Mutating for evolution using Django and Mercurial
aino-mutations is a tool to call mutation scripts at a certain revision of a mercurial repository. Mutation scripts are typically scripts that perform database refactoring of some sort. aino-convert is not intelligent:
Does not offer introspection
Mutation scripts are intended to use raw sql for schema migration which means you will be locked to a particular database engine, that of your own choice of course.
aino-mutations solves the problem of running a mutation in the correct environment. Often when you do mutations you want to perform some logic to insert or remove data. To perform this logic we need the environment in which the mutation was written for. aino-convert automatically updates a mercurial repository to the revision where the mutation was added and executes the mutation script.
Django with Multi DB support, v1.2+, or trunk until released.

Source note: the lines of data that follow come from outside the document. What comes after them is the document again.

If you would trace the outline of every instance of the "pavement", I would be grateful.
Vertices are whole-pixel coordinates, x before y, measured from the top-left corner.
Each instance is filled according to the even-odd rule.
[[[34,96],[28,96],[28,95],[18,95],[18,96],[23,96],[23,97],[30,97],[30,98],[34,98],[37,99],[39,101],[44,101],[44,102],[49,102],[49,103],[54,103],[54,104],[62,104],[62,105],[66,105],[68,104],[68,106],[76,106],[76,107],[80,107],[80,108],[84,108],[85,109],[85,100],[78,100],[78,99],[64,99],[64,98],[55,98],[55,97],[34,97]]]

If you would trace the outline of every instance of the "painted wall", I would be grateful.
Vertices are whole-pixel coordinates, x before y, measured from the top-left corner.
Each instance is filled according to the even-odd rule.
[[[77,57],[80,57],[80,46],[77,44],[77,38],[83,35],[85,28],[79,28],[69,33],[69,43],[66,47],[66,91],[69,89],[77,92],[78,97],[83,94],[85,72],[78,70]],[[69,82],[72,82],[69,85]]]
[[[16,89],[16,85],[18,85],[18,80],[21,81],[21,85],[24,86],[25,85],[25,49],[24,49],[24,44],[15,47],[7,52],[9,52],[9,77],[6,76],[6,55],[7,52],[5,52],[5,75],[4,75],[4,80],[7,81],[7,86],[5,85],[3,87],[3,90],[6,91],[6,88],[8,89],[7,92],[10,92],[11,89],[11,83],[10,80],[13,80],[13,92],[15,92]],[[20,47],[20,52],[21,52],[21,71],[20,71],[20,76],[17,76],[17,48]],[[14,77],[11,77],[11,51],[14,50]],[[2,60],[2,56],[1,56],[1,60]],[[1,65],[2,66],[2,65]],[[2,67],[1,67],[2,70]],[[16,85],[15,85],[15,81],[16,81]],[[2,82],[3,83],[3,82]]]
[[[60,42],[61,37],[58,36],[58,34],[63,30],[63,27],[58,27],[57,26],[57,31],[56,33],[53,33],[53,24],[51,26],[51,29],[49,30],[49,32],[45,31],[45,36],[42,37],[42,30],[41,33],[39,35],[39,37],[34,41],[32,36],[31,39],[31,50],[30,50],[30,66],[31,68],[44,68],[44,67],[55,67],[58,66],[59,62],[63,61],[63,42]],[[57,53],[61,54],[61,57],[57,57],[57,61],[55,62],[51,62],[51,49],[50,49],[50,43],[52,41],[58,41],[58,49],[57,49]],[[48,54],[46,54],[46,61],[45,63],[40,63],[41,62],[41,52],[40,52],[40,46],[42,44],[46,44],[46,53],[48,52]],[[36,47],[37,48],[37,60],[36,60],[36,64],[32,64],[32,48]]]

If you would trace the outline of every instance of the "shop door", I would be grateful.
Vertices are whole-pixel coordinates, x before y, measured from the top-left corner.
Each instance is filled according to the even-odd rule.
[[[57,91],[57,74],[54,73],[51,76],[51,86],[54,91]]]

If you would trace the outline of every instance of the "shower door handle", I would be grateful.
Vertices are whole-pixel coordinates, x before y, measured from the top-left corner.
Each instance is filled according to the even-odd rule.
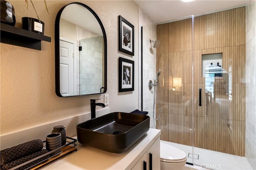
[[[143,170],[147,170],[147,162],[143,161]]]
[[[199,89],[199,106],[202,106],[202,89]]]

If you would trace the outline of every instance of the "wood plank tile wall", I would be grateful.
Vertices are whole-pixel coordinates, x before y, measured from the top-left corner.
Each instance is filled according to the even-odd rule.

Mercurial, only tested with v1.5
Django project managed by a mercurial repository
Add mutations to your pythonpath
Add mutations to INSTALLED_APPS
Mutation scripts are by default looked for in a mutations subdirectory of your mercurial repository root, you can change this by setting MUTATIONS_ROOT in your settings file. Note that MUTATIONS_ROOT should be a relative directory path to your repository root.

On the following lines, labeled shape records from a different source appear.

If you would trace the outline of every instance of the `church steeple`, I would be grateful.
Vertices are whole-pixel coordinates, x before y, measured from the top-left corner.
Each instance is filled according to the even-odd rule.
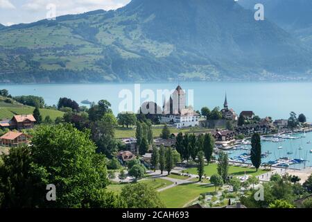
[[[225,93],[225,100],[224,101],[224,108],[225,110],[228,110],[229,109],[229,105],[227,104],[227,93]]]

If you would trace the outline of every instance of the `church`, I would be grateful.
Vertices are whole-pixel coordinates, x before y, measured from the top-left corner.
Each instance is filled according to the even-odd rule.
[[[221,110],[223,119],[228,120],[238,120],[237,114],[235,113],[233,109],[229,109],[229,105],[227,104],[227,98],[225,94],[225,100],[223,104],[223,109]]]
[[[168,101],[164,103],[162,123],[173,124],[177,128],[198,126],[200,114],[187,107],[185,92],[178,85]]]

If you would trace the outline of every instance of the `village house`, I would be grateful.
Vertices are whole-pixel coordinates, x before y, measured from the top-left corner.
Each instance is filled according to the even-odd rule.
[[[237,135],[243,134],[245,136],[250,136],[255,133],[260,134],[268,134],[272,132],[272,127],[267,123],[250,124],[238,126],[235,131]]]
[[[244,117],[246,120],[251,120],[254,117],[254,112],[252,111],[243,111],[240,115]]]
[[[177,139],[175,139],[175,137],[173,137],[173,138],[169,139],[155,139],[154,144],[156,146],[156,147],[160,147],[162,145],[163,145],[164,147],[171,147],[175,148],[176,142]]]
[[[229,142],[235,139],[236,133],[232,130],[216,130],[211,132],[212,136],[216,142]]]
[[[137,148],[137,139],[125,138],[121,139],[121,143],[125,145],[125,150],[130,151],[132,153],[138,154],[139,151]]]
[[[0,121],[0,128],[10,130],[29,129],[33,128],[36,119],[32,114],[15,115],[11,120]]]
[[[277,119],[273,122],[273,124],[279,129],[286,129],[288,126],[288,121],[287,119]]]
[[[185,92],[179,85],[169,101],[164,102],[160,122],[174,124],[177,128],[194,127],[198,126],[199,118],[200,114],[193,108],[187,108]]]
[[[223,104],[223,109],[221,110],[223,119],[227,120],[236,121],[239,118],[233,109],[229,109],[229,105],[227,104],[227,98],[225,94],[225,100]]]
[[[117,158],[119,160],[119,161],[121,162],[122,164],[125,164],[127,162],[129,162],[130,160],[133,160],[136,159],[135,155],[134,155],[130,151],[119,151],[118,153]]]
[[[17,146],[29,142],[30,136],[23,133],[10,131],[0,137],[0,145],[2,146]]]

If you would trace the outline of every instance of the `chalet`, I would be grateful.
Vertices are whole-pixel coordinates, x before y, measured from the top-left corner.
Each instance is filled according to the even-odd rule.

aino-mutations seperates mutations for different databases and therefore you need to specify what database you are affecting with your mutation. To add a mutation:
Add the python file (mutation) to MUTATIONS_ROOT/alias/ where alias is the alias used in your settings file (the default is called default).
Add the file to the repository: hg add path/to/mutation
Commit: hg ci -m"my first mutation"
Now run the mutation: python manage.py mutate
Mutations are just normal python files that do whatever you like. For convenience there are some local variables passed to the mutation scripts:
cursor: a cursor instance for the current database
commit_unless_managed is just a shortcut for django.db.transaction.commit_unless_managed
dry: this will be True if mutate is run with the --dry option which can be usefull for displaying some info to the user.
I created a mutation that was wrong, what do I do?
All you need to do is to remove it from the repository: hg rm path/to/mutation; hg ci -m"no more bad code"
I want to try a mutation before commiting, how can i do that?
run: python manage.py runmutation path/to/mutation
I have my django project in a deployment environment, can I still use aino-mutations?
The best way to solve this since aino-mutations may update project files to a certain revision while performing the mutations it is best to clone the repository to another location while accessing the same databases.